Scholars urge the European Union to take Artificial Intelligence Act enforcement seriously.
When you ask ChatGPT whether it would consider reactive or proactive governance to be more equitable, it responds: “it depends.” What ChatGPT does not emphasize is that it was one of the key technologies that influenced the European Union’s decision to shift from reactive to proactive AI governance, attempting to form a more comprehensive, principled vision for AI development.
In a recent article, Professors Oskar J. Gstrein, Noman Halleem, and Andrej Zwitter of the University of Groningen describe the recently passed European Union Artificial Intelligence Act (AIA), a hybrid regulation focused on safety and standardization of AI models while still granting some consideration to fundamental rights.
The authors present an initial analysis of the AIA, primarily emphasizing how critical effective enforcement will solidify it as the global benchmark for preemptive and proactive AI regulation.
The authors raise concerns about the logistics of enforcement that are currently being built up at both the national level of member states and at the EU level through a newly created AI Office. With AIA bans on “unacceptable risk” models and enforcement abilities against them becoming legally binding within a year of publication in the Official Journal, the official publication for EU legal acts, the authors argue that the AI Office might not be adequately staffed with trained experts and ready to operate by the time the regulations become enforceable.

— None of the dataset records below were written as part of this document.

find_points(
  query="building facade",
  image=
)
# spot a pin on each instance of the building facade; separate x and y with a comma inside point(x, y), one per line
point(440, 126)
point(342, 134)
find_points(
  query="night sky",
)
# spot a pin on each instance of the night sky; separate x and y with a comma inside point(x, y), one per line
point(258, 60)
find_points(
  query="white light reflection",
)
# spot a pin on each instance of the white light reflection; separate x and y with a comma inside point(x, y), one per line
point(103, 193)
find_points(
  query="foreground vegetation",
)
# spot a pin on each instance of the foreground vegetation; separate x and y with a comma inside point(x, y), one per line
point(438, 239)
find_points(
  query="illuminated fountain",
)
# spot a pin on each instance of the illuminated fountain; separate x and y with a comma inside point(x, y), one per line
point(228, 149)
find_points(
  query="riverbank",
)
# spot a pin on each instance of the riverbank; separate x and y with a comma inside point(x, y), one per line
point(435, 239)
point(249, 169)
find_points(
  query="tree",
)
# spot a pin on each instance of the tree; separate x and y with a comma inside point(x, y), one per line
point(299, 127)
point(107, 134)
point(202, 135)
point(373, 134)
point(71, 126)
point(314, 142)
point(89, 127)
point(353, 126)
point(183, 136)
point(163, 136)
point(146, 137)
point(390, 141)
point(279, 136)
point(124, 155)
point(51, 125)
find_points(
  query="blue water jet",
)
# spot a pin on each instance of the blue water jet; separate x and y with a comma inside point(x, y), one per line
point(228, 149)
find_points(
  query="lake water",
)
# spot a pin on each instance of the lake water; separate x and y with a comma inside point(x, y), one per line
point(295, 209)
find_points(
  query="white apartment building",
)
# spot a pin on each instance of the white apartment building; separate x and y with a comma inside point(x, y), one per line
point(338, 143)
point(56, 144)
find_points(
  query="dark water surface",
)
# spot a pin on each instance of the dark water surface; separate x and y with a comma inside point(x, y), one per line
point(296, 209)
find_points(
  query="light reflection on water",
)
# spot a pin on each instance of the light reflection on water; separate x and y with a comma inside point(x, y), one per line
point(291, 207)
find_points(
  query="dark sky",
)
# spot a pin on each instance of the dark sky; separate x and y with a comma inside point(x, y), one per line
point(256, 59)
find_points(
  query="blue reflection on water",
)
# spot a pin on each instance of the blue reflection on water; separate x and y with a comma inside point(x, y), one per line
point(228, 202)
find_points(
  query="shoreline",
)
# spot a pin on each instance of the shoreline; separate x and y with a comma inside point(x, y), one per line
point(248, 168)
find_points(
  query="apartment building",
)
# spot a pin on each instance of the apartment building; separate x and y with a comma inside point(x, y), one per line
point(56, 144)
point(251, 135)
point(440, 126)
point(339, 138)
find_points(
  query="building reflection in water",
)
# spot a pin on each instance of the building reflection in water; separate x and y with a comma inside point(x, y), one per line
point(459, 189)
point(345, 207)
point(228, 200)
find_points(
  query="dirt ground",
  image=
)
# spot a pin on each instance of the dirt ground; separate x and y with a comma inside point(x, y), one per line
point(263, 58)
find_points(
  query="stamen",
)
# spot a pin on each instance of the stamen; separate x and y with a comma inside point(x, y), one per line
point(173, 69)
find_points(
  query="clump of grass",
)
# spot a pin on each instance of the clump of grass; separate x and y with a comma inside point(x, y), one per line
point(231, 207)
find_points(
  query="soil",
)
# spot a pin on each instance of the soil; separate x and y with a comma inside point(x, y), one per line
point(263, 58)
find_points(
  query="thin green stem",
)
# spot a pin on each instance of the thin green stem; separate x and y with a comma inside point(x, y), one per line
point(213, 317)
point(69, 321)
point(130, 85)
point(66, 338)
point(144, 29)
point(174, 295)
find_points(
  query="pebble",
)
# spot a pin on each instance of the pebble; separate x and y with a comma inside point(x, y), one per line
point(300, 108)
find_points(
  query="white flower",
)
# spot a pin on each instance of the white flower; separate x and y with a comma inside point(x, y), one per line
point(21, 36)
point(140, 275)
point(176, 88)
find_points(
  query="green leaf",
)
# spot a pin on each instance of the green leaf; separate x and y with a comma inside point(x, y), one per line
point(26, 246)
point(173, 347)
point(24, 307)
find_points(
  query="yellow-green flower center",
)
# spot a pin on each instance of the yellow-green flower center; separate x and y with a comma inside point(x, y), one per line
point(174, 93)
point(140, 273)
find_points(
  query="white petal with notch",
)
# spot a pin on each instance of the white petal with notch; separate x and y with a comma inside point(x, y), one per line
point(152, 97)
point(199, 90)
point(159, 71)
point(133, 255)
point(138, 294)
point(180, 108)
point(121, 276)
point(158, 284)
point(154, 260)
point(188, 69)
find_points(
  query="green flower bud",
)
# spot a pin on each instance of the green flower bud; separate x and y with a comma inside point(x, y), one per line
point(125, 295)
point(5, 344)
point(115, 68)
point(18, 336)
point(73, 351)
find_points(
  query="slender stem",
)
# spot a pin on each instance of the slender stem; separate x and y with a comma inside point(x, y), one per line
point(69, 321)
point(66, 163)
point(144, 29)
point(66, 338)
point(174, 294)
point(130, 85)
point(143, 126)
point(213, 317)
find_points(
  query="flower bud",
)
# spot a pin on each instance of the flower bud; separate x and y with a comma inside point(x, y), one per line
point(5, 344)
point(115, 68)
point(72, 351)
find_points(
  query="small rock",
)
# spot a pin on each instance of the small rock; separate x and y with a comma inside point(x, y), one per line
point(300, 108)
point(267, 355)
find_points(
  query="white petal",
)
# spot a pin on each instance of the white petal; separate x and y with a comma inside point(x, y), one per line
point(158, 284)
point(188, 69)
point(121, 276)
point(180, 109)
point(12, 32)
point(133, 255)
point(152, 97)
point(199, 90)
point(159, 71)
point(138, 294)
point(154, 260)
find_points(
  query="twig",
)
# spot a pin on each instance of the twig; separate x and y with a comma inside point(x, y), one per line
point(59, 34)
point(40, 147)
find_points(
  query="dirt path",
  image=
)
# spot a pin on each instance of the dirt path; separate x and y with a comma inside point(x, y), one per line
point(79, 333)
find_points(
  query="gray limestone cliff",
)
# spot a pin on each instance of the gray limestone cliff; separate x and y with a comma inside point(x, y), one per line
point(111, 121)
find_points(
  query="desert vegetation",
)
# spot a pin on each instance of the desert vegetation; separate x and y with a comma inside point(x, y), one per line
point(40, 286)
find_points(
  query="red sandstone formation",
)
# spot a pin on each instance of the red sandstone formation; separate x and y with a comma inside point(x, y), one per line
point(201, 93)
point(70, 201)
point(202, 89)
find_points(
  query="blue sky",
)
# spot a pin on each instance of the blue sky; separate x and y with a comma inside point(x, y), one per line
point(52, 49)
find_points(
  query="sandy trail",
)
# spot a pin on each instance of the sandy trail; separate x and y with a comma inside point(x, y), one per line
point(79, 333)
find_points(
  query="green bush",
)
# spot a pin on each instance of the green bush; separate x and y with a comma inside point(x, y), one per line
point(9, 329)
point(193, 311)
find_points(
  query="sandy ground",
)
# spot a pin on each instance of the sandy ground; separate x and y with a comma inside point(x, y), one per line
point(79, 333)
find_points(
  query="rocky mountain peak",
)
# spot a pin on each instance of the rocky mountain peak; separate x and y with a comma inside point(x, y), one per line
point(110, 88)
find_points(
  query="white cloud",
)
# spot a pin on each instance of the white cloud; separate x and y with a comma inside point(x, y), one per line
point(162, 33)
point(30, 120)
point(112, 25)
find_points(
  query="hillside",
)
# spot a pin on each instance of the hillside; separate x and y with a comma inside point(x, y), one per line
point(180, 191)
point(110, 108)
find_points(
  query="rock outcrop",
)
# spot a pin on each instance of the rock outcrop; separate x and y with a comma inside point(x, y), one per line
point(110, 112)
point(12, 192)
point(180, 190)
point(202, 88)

The Act seeks to balance centralized and decentralized enforcement mechanisms. But the authors emphasize that critics fear that excessive enforcement power could end up being delegated to individual member states, either intentionally or because of limited resources at the international level. Given that EU member states vary in terms of priorities, AI literacy and skills, and access to resources, this could cause inconsistent enforcement from state to state. The authors caution against such a potentially uneven enforcement regime.

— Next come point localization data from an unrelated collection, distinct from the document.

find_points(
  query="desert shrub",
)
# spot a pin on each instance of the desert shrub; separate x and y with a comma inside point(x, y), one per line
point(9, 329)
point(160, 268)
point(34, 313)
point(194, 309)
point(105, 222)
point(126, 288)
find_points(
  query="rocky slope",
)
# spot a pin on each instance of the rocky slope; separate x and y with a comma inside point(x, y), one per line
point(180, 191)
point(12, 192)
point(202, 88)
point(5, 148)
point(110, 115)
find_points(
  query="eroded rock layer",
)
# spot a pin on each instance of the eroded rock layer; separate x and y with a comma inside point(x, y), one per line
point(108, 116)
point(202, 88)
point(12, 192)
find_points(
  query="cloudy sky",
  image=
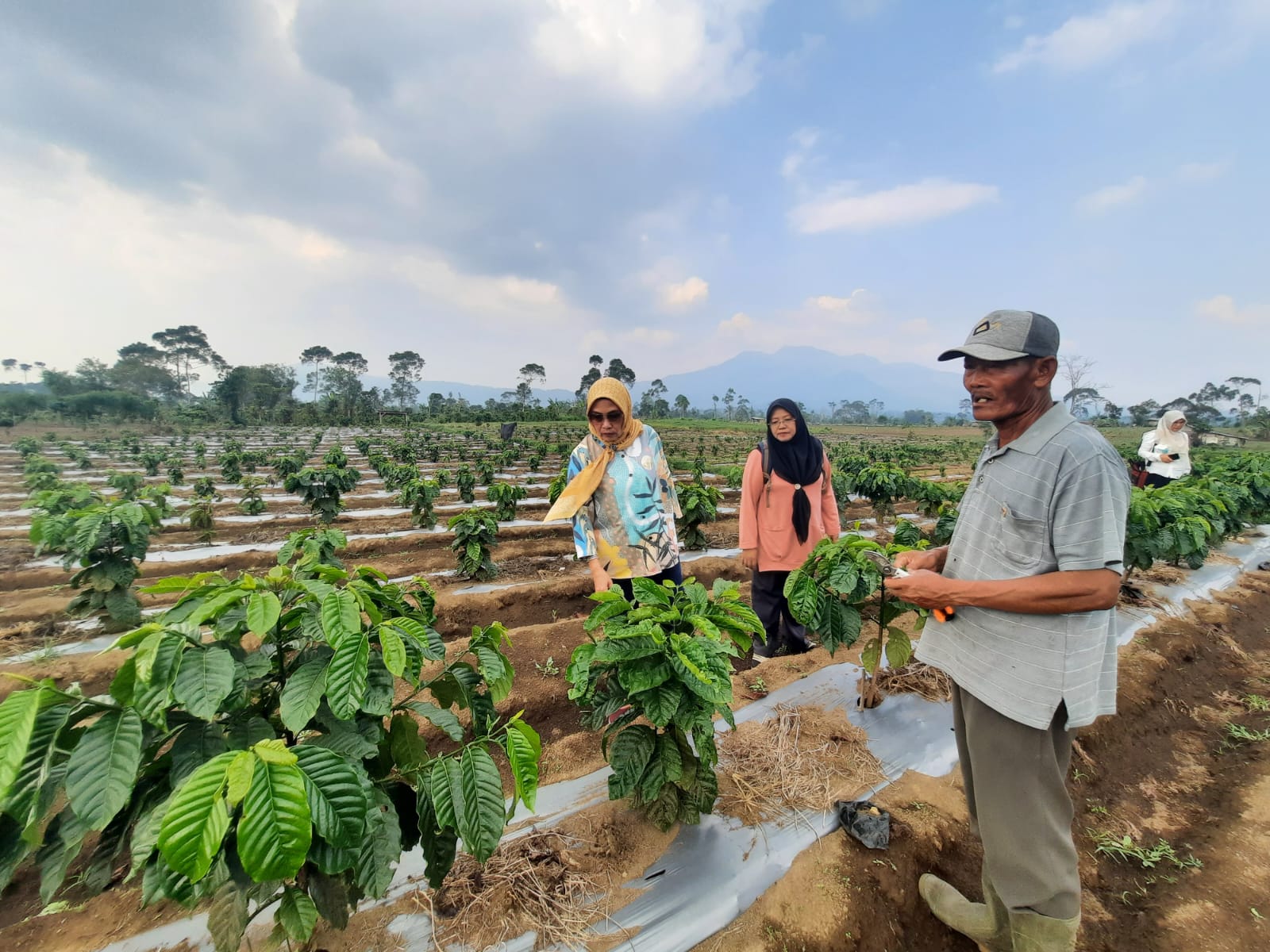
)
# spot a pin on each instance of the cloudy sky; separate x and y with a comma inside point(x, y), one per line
point(671, 182)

To overcome the decentralization problem and maintain equitable and even enforcement throughout the EU, the authors support the “development of sound administrative and market surveillance practices.” They emphasize the importance of the AI Office at the EU level being adequately staffed and integrated, “in quantity and quality of officials working there.” The authors also highlight the need to uphold democratic legitimacy in AI regulation. They warn that it could be undermined if unelected “technocrats” are responsible for interpreting the rules of the AIA across vast domains of AI usage, especially in various EU member states that lack the necessary expertise and resources to implement the regulations properly.
The rise of ChatGPT and similar AI chatbot systems in 2022 fueled debate among EU legislators drafting the AIA. While the AIA creates four risk categories for AI models, general-purpose artificial intelligence (GPAI) models are treated separately and are not assigned in any of these categories. The authors argue that AIA’s approach to regulating GPAIs makes GPAI regulation particularly dependent on careful enforcement. The authors note the regulations that govern GPAI models conflate the complexity of models and their function when categorizing them as GPAI and subsequently regulating them as such.
The AIA defines AI systems as those that operate autonomously, adapt after deployment, and generate outputs such as predictions, content, recommendations, or decisions. Foundation models (FMs), a type of GPAI, are trained on broad data and can be adapted to various tasks such as text and photo generation. The authors explain that FMs pose larger privacy concerns than other previous forms of AI models because they are more “data-centric,” a key reason for their separate treatment in the AIA.
While the AIA initially distinguished between GPAI and FMs, the final text does not. Article 53 of the AIA creates four obligations for GPAI system providers: publishing a training content summary, complying with copyright laws, sharing information with other providers, and providing documentation to oversight authorities. The authors note that the framework may be too broad for efficient and accurate investigations and enforcement, given the complexities of GPAIs covered.
GPAI providers face additional requirements if their models have been deemed to pose “systemic risk,” such as having a computational power greater than 10^25, an extremely advanced processing capability which allows models to deep learn from large data sets. Only the largest and most advanced FMs exceed that power. The authors suggest that this specific technical threshold is meant to allow for immediate investigation of the largest GPAI models, though the systemic risk classification remains “vague and complex.” The authors point out that the systemic risk classification will have to evolve based on the interpretation by regulators as enforcement begins.
The authors propose a three-tiered approach to categorizing the risks of general-purpose AI, rather than relying on a single systemic risk framework. Their approach seeks to remedy the shortcomings of the single systemic risk framework: unreliability and lack of transparency, dual-use issues related to the potential for AI to enhance cyber-attacks and exacerbate security risks, and systemic and discriminatory risks.